Canonical Correlation Analysis

Canonical Correlation studies the relationship between two sets of variables simultaneously — finding linear combinations of each set that are maximally correlated with each other.


Step 1 — Provide your two sets

  • Set X — first group of variables (e.g. predictors)
  • Set Y — second group of variables (e.g. outcomes)
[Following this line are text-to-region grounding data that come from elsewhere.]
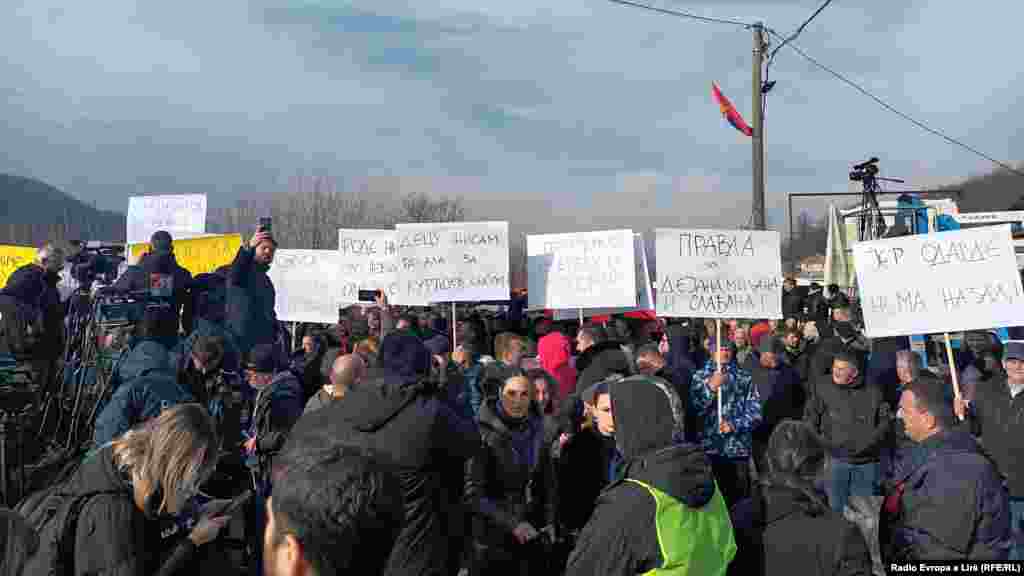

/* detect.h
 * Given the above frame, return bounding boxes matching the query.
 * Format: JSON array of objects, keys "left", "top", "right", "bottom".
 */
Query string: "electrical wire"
[
  {"left": 767, "top": 29, "right": 1024, "bottom": 178},
  {"left": 768, "top": 0, "right": 835, "bottom": 64},
  {"left": 607, "top": 0, "right": 753, "bottom": 28}
]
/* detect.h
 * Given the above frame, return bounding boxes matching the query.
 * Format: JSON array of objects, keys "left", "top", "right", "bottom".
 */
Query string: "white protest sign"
[
  {"left": 394, "top": 221, "right": 510, "bottom": 304},
  {"left": 268, "top": 249, "right": 347, "bottom": 324},
  {"left": 337, "top": 229, "right": 398, "bottom": 302},
  {"left": 656, "top": 228, "right": 782, "bottom": 319},
  {"left": 853, "top": 225, "right": 1024, "bottom": 338},
  {"left": 127, "top": 194, "right": 207, "bottom": 244},
  {"left": 527, "top": 229, "right": 636, "bottom": 310},
  {"left": 550, "top": 233, "right": 653, "bottom": 320}
]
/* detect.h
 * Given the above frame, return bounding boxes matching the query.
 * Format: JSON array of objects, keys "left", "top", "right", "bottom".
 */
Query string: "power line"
[
  {"left": 607, "top": 0, "right": 753, "bottom": 28},
  {"left": 767, "top": 29, "right": 1024, "bottom": 178},
  {"left": 768, "top": 0, "right": 835, "bottom": 63}
]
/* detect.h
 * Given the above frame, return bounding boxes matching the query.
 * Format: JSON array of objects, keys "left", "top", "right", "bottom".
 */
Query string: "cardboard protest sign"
[
  {"left": 337, "top": 229, "right": 398, "bottom": 302},
  {"left": 268, "top": 249, "right": 348, "bottom": 324},
  {"left": 394, "top": 221, "right": 509, "bottom": 304},
  {"left": 853, "top": 225, "right": 1024, "bottom": 338},
  {"left": 128, "top": 234, "right": 242, "bottom": 276},
  {"left": 127, "top": 194, "right": 207, "bottom": 244},
  {"left": 527, "top": 229, "right": 636, "bottom": 310},
  {"left": 0, "top": 245, "right": 37, "bottom": 289},
  {"left": 656, "top": 229, "right": 782, "bottom": 319},
  {"left": 550, "top": 233, "right": 653, "bottom": 320}
]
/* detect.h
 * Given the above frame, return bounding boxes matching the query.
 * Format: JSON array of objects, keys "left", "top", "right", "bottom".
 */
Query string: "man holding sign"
[{"left": 691, "top": 338, "right": 761, "bottom": 508}]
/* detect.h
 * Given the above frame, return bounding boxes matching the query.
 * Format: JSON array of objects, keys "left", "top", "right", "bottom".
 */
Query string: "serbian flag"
[{"left": 712, "top": 82, "right": 752, "bottom": 136}]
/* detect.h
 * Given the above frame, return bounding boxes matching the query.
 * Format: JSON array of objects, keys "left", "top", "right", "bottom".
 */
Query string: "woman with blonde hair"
[{"left": 20, "top": 403, "right": 230, "bottom": 575}]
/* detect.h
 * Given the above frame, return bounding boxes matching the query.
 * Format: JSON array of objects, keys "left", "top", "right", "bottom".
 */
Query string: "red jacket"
[{"left": 538, "top": 332, "right": 578, "bottom": 399}]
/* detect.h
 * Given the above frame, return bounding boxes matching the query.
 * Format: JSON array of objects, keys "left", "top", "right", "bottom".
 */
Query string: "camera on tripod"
[
  {"left": 849, "top": 157, "right": 880, "bottom": 182},
  {"left": 66, "top": 241, "right": 126, "bottom": 288}
]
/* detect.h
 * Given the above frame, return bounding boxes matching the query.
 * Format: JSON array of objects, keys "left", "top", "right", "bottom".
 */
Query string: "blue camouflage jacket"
[{"left": 691, "top": 359, "right": 762, "bottom": 459}]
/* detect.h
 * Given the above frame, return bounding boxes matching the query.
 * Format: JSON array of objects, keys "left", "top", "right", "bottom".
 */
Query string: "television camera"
[
  {"left": 848, "top": 156, "right": 905, "bottom": 242},
  {"left": 66, "top": 240, "right": 126, "bottom": 289},
  {"left": 849, "top": 157, "right": 880, "bottom": 182}
]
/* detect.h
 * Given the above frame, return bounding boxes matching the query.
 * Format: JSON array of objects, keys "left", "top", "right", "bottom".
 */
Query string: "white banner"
[
  {"left": 527, "top": 229, "right": 636, "bottom": 310},
  {"left": 268, "top": 249, "right": 347, "bottom": 324},
  {"left": 952, "top": 211, "right": 1024, "bottom": 225},
  {"left": 127, "top": 194, "right": 207, "bottom": 244},
  {"left": 337, "top": 229, "right": 399, "bottom": 303},
  {"left": 551, "top": 233, "right": 652, "bottom": 320},
  {"left": 394, "top": 221, "right": 510, "bottom": 304},
  {"left": 853, "top": 225, "right": 1024, "bottom": 338},
  {"left": 656, "top": 228, "right": 782, "bottom": 319}
]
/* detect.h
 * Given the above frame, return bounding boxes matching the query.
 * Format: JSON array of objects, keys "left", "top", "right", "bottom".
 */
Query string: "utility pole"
[{"left": 751, "top": 22, "right": 767, "bottom": 230}]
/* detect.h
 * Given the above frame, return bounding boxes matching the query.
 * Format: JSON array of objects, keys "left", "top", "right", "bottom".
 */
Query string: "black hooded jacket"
[
  {"left": 564, "top": 376, "right": 736, "bottom": 576},
  {"left": 113, "top": 251, "right": 194, "bottom": 337},
  {"left": 281, "top": 367, "right": 479, "bottom": 576}
]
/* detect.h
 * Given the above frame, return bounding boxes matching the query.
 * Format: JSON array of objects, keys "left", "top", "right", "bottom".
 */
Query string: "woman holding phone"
[{"left": 21, "top": 404, "right": 230, "bottom": 575}]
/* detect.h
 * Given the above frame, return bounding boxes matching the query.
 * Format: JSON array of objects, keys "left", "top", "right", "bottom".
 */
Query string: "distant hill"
[{"left": 0, "top": 174, "right": 125, "bottom": 246}]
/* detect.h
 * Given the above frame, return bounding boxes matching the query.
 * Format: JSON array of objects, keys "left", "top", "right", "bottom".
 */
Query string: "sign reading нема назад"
[
  {"left": 853, "top": 225, "right": 1024, "bottom": 338},
  {"left": 655, "top": 228, "right": 782, "bottom": 319}
]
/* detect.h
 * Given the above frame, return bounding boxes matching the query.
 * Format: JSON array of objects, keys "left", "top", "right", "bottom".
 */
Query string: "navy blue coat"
[
  {"left": 882, "top": 428, "right": 1011, "bottom": 562},
  {"left": 225, "top": 247, "right": 277, "bottom": 356},
  {"left": 93, "top": 372, "right": 194, "bottom": 445},
  {"left": 112, "top": 339, "right": 173, "bottom": 389}
]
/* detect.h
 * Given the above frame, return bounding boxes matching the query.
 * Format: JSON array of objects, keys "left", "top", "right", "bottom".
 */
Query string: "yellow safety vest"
[{"left": 625, "top": 478, "right": 737, "bottom": 576}]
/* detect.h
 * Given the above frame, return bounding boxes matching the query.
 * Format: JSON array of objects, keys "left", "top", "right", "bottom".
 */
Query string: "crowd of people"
[{"left": 0, "top": 229, "right": 1021, "bottom": 575}]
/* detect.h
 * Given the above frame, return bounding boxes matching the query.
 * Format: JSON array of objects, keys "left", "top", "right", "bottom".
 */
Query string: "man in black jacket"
[
  {"left": 574, "top": 325, "right": 632, "bottom": 394},
  {"left": 805, "top": 352, "right": 890, "bottom": 514},
  {"left": 280, "top": 331, "right": 479, "bottom": 576},
  {"left": 809, "top": 304, "right": 869, "bottom": 382},
  {"left": 884, "top": 374, "right": 1011, "bottom": 561},
  {"left": 2, "top": 243, "right": 64, "bottom": 394},
  {"left": 781, "top": 277, "right": 803, "bottom": 324},
  {"left": 113, "top": 231, "right": 193, "bottom": 345},
  {"left": 964, "top": 341, "right": 1024, "bottom": 560},
  {"left": 226, "top": 229, "right": 278, "bottom": 358},
  {"left": 750, "top": 337, "right": 804, "bottom": 472},
  {"left": 564, "top": 375, "right": 736, "bottom": 575}
]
Both sets share the same subjects. Supports Excel Import, Sample Data Generator, and Manual Entry.


Step 2 — Results

Canonical functions:

  • Number of functions = min(p, q)
  • Canonical correlations and eigenvalues
  • Wilks' Lambda sequential tests per function

Coefficients and loadings:

  • Standardised canonical coefficients for Set X and Set Y
  • Canonical loadings (structure correlations)

Redundancy analysis:

  • Proportion of variance in one set explained by the other set's variate

A UniversalChatBot is available for discussion.


Statistical methods used

Eigenvalue problem

M = R_xx^-1 * R_xy * R_yy^-1 * R_yx

Eigenvalues = squared canonical correlations.

Sequential Wilks' Lambda (Bartlett)

For function k: Lambda_k = product(1 - eigenvalue_i) for i >= k.

chi2 = -n_eff * ln(Lambda_k) with df = (p-k)*(q-k).

H0: canonical correlations k through s are all zero.

Redundancy index

Redundancy(X|Y, func k) = variance_extracted * canonical_correlation_k^2

Directional: redundancy of X given Y differs from Y given X.